Miss Allison declined to come down to dinner that night, and Mrs. Lawrence had no power to compel her attendance. What she hoped was that when Mr. Allison came in he would send his mandate; but Mr. Allison did not come. Instead there was a messenger from the club. Mr. Allison was unexpectedly detained by an important meeting of a board of directors, and might not be home until late. The butler made the announcement with his usual impassive face, and Mrs. Lawrence directed dinner served without further delay. When told to summon Master Cary, a servant presently returned with the information that that young gentleman had stepped out. "Slipped out," muttered Elmendorf between his teeth, for no sooner did Cary discover that "dad" was not to be home than he tobogganed down the baluster rail and shot forth into the surrounding darkness, and was blocks away among cronies of his own before his absence was discovered. "My brother is far too lax in his discipline with Cary," said Mrs. Lawrence, in that profound disapprobation which most people have of other people's methods, especially when their own system, or lack of it, has proved conspicuous failure.

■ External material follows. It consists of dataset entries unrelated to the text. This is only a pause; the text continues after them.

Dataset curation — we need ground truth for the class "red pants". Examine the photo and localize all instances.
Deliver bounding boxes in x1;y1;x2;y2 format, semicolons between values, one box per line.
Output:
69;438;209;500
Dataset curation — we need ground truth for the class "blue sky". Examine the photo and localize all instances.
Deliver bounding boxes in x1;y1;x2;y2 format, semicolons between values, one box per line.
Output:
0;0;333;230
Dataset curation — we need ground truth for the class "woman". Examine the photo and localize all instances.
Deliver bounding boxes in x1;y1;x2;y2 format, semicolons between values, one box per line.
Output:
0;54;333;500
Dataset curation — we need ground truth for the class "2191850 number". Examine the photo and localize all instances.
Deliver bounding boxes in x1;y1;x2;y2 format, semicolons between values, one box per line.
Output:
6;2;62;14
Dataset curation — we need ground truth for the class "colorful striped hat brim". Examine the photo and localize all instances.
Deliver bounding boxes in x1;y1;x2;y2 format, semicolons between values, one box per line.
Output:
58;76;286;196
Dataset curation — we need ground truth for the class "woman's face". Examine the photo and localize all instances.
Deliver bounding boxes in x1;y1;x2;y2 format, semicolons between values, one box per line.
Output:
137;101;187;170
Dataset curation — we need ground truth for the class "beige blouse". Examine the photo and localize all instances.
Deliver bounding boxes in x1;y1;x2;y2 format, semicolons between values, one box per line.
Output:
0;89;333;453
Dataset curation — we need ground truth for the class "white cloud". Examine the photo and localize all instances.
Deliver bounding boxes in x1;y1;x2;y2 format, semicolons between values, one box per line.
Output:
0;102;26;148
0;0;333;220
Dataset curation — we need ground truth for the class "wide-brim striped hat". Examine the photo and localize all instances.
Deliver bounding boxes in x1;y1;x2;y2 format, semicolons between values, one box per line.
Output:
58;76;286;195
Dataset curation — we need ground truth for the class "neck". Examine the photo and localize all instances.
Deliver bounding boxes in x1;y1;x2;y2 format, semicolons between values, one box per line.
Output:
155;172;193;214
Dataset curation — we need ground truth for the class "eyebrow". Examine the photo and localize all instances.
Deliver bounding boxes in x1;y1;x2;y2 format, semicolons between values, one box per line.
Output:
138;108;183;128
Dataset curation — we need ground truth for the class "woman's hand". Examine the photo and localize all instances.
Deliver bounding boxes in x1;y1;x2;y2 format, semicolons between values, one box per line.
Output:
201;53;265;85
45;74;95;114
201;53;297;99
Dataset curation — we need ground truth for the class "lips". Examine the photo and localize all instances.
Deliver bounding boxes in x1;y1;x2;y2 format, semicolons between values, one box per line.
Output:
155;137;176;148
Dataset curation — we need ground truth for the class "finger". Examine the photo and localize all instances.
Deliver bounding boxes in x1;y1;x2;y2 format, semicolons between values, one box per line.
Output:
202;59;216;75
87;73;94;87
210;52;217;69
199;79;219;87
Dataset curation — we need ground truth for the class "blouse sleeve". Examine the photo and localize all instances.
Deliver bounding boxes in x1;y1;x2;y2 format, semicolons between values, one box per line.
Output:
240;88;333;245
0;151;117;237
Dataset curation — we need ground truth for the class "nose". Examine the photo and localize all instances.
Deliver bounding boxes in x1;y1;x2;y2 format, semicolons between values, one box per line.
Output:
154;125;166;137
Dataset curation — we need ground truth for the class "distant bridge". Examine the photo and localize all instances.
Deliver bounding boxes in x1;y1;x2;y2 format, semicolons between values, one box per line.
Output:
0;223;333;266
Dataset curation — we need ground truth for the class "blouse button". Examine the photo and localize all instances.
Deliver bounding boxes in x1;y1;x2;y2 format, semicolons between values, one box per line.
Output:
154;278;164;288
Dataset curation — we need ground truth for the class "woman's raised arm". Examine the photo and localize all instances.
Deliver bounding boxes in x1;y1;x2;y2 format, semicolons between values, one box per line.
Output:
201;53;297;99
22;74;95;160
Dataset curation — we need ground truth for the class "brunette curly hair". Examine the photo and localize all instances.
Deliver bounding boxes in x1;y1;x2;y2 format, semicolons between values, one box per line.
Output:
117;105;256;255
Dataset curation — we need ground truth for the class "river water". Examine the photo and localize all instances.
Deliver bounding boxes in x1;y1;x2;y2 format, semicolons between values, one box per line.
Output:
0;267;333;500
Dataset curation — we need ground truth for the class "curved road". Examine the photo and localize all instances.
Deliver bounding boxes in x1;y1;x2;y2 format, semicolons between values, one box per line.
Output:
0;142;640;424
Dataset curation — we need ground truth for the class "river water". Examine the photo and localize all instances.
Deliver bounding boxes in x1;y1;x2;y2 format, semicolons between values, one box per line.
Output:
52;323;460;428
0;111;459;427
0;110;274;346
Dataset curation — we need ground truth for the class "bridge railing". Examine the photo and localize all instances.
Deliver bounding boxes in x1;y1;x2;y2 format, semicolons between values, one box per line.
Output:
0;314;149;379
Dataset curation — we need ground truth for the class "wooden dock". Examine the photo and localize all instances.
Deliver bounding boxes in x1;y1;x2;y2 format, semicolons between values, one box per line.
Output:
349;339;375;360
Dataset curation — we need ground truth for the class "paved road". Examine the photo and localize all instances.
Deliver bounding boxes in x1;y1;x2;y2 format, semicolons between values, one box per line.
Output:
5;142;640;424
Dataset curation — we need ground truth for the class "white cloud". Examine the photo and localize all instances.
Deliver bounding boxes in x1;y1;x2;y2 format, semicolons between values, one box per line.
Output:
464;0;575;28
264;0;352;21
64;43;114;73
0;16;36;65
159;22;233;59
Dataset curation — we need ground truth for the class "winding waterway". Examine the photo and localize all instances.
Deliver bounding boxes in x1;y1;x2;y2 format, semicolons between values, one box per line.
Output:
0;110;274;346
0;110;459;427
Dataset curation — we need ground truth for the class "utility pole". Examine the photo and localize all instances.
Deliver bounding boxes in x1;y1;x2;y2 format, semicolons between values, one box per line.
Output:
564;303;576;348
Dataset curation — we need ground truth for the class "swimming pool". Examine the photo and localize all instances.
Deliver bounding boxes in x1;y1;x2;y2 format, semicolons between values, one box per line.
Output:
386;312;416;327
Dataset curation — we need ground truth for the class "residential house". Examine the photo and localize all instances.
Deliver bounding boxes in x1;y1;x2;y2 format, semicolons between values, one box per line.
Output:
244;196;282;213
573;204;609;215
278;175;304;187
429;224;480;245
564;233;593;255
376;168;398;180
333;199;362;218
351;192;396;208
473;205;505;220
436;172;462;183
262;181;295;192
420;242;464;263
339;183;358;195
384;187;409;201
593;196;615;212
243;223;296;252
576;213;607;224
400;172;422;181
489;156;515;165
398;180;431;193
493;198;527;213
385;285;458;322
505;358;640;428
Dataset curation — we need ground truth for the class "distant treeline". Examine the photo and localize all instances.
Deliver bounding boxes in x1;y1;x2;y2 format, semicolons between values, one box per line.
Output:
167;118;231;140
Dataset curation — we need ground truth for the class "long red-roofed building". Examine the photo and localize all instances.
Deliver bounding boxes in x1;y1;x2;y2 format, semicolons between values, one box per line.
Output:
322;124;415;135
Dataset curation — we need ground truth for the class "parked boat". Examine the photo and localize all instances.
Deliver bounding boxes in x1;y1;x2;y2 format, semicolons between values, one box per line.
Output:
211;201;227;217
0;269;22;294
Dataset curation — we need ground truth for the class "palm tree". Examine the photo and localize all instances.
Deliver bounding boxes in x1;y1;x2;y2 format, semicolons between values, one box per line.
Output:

"Mr. Allison," said Elmendorf, diplomatically, "is somewhat wedded to his theory, but that may not stand the test of practice. I had flattered myself that the few months of my tuition were beginning to bear good fruit, and that Cary was steadying, so to speak; but ever since the boy began to get this West Point idea into his head I have found him becoming more and more difficult to guide and control. Indeed, while I do not wish to be considered as complaining, I feel bound to say, since you have done me the honor to open the subject, that the influence of Mr. Forrest upon both your nephew and your brother has been detrimental to my usefulness in this household, so much so, in fact, as to prove at times a serious embarrassment."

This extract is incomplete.